CLI Usage -- CLIP Fine-tune¶

config/method/classification/clip_finetune.yaml

# =============================================================================
# FusionBench Method Configuration: CLIP Finetune
# =============================================================================
# Finetunes CLIP models with optional LoRA adapters.
# =============================================================================
name: clip_finetune
seed: 42
learning_rate: 1e-5
weight_decay: 0
num_steps: 4000
batch_size: 128
num_workers: 16
save_interval: 500
# if `state_dict_load_path` is not null, the training will be resumed from the state_dict_path
state_dict_load_path: null
# if `state_dict_save_path` is not null, the state_dict will be saved to the path after training
state_dict_save_path: null
# if `skip_training` is true, use with `state_dict_load_path` to skip training and only evaluate
skip_training: false
# === LoRA ===
use_lora: false
lora_config:
  r: 16
  lora_alpha: 32
  target_modules:
    - q_proj
    - v_proj
  lora_dropout: 0.1
  bias: none
# === L-LoRA ===
use_l_lora: false

fusion_bench \
  method=classification/clip_finetune \
  method.learning_rate=1e-5 \
  method.num_steps=4000 \
  method.batch_size=128 \
  method.use_lora=false \
  modelpool=CLIPVisionModelPool/clip-vit-base-patch32_mtl \
  taskpool=dummy

CLI Usage -- Continual CLIP Fine-tune¶

The continual fine-tuning variant trains on each task sequentially, resetting the optimizer and learning rate scheduler for each task.

config/method/classification/clip_continual_finetune.yaml

_target_: fusion_bench.method.ContinualImageClassificationFineTuningForCLIP
seed: 42
# shuffle the order of the tasks
shuffle_order: true
learning_rate: 1e-5
weight_decay: 0
# number of training steps on each task
num_steps: 4000
batch_size: 128
num_workers: 16
save_interval: 500
# if `state_dict_load_path` is not null, the training will be resumed from the state_dict_path
state_dict_load_path: null
# if `state_dict_save_path` is not null, the state_dict will be saved to the path after training
state_dict_save_path: null
# if `skip_training` is true, use with `state_dict_load_path` to skip training and only evaluate
skip_training: false
# === LoRA ===
use_lora: false
lora_config:
  r: 16
  lora_alpha: 32
  target_modules:
    - q_proj
    - v_proj
  lora_dropout: 0.1
  bias: none

fusion_bench \
  method=classification/clip_continual_finetune \
  method.shuffle_order=true \
  method.learning_rate=1e-5 \
  method.num_steps=4000 \
  modelpool=CLIPVisionModelPool/clip-vit-base-patch32_mtl \
  taskpool=CLIPVisionModelTaskPool/clip-vit-classification_TA8

CLIP Parameters¶

Parameter	Type	Default	Description
`learning_rate`	float	1e-5	Learning rate for the Adam optimizer.
`weight_decay`	float	0	Weight decay.
`num_steps`	int	4000	Number of training steps (per task for continual mode).
`batch_size`	int	128	Batch size per task.
`num_workers`	int	16	DataLoader workers.
`save_interval`	int	500	Checkpoint save frequency.
`use_lora`	bool	false	Enable LoRA adapters.
`use_l_lora`	bool	false	Enable L-LoRA (CLIP finetune only).
`shuffle_order`	bool	true	Shuffle task order (continual mode only).
`state_dict_load_path`	str	null	Path to resume training from.
`state_dict_save_path`	str	null	Path to save final model.
`skip_training`	bool	false	Skip training, only load and evaluate.

Generic Image Classification Fine-tuning¶

The generic image classification fine-tuning method uses PyTorch Lightning with the lit-learn library's ERM_LitModule.
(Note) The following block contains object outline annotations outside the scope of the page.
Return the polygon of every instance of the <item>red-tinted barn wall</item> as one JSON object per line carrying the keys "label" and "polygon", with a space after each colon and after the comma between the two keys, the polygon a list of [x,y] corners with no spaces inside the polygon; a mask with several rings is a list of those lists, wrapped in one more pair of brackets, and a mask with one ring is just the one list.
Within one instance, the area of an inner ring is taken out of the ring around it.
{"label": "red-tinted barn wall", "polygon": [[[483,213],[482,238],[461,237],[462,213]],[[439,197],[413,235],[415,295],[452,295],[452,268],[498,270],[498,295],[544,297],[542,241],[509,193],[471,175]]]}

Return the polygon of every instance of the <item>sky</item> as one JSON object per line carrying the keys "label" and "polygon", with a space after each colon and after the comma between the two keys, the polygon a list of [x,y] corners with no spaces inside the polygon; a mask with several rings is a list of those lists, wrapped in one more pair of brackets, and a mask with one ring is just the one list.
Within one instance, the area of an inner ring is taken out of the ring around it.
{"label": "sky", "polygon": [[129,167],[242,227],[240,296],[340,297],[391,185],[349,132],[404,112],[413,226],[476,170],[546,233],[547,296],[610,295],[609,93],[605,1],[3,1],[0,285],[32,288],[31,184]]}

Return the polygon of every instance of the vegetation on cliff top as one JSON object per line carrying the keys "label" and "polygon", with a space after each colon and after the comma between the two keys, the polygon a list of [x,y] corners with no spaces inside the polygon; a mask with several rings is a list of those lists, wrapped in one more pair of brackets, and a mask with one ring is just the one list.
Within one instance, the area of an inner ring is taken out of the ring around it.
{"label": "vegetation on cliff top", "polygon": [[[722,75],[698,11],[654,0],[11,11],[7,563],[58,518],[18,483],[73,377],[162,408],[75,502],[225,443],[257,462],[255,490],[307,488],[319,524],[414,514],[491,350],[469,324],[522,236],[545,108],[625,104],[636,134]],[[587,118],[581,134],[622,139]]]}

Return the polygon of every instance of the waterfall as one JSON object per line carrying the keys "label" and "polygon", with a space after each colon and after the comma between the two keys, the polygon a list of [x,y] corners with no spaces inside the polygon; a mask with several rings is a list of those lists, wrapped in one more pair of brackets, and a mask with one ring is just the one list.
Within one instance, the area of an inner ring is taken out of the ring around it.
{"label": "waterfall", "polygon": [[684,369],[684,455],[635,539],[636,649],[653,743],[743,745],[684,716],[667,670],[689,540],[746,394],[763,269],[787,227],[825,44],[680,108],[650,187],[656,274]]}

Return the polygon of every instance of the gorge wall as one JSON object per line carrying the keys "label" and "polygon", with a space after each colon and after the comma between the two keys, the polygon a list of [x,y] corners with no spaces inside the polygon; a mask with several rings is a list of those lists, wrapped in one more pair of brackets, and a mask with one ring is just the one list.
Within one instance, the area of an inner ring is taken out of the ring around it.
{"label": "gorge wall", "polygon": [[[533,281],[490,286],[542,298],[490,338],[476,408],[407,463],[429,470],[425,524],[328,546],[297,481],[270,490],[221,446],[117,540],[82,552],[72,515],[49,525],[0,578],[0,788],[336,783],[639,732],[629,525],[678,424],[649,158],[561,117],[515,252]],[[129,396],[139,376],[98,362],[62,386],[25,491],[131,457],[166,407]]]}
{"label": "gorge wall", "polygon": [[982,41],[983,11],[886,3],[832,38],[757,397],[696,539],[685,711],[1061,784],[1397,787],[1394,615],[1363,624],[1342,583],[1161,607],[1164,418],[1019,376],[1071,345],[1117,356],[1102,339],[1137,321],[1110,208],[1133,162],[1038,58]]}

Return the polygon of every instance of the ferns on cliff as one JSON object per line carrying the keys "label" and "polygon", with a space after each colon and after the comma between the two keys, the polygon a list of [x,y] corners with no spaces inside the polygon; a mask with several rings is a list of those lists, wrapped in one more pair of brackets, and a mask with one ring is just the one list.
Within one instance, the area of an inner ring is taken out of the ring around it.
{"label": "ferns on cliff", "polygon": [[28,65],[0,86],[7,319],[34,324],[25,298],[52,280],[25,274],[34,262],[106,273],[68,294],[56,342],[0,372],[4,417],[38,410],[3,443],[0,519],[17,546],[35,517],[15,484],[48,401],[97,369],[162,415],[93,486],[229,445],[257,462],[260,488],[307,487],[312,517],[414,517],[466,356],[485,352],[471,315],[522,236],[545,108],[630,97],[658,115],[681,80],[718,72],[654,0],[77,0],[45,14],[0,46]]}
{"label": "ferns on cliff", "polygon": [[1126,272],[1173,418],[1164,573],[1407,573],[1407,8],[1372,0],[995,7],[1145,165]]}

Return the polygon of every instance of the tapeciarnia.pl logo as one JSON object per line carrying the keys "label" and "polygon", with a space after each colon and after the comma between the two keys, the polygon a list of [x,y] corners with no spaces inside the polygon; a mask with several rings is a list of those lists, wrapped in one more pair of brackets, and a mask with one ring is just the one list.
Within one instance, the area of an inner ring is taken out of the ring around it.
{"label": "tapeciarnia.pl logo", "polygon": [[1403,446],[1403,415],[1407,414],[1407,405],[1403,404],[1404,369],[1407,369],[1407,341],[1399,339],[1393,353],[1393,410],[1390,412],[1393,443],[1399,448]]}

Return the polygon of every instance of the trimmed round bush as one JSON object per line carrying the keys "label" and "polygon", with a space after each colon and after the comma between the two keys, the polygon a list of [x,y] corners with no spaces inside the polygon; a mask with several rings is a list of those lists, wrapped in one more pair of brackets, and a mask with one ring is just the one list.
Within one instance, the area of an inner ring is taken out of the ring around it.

It supports any image classification model (ResNet, etc.) and uses standard cross-entropy loss with configurable label smoothing.

CLI Usage¶

config/method/classification/image_classification_finetune.yaml

_target_: fusion_bench.method.classification.ImageClassificationFineTuning
max_epochs: 10
max_steps: null
# if ``save_top_k == k``,
# the best k models according to the quantity monitored will be saved.
# If ``save_top_k == 0``, no models are saved.
# If ``save_top_k == -1``, all models are saved.
save_top_k: 1
# Interval (in epochs or steps, determined by `max_epochs` and `max_steps`) between checkpoints.
save_interval: 1
save_on_train_epoch_end: true
training_data_ratio: null
label_smoothing: 0
optimizer:
  _target_: torch.optim.SGD
  lr: 0.001
  momentum: 0.9
  weight_decay: 1e-4
lr_scheduler:
  _target_: torch.optim.lr_scheduler.CosineAnnealingLR
  T_max: ${..max_epochs}
dataloader_kwargs:
  batch_size: 256 # batch size per GPU
  num_workers: 8
  pin_memory: true

fusion_bench \
  method=classification/image_classification_finetune \
  method.max_epochs=10 \
  method.optimizer._target_=torch.optim.SGD \
  method.optimizer.lr=0.001 \
  method.dataloader_kwargs.batch_size=256 \
  modelpool=ResNetForImageClassificationPool/resnet50_imagenet \
  taskpool=dummy

Generic Parameters¶

Parameter	Type	Default	Description
`max_epochs`	int	10	Maximum training epochs. Mutually exclusive with `max_steps`.
`max_steps`	int	null	Maximum training steps. Mutually exclusive with `max_epochs`.
`label_smoothing`	float	0	Label smoothing factor for cross-entropy.
`save_top_k`	int	1	Number of best checkpoints to save.
`save_interval`	int	1	Checkpoint save interval.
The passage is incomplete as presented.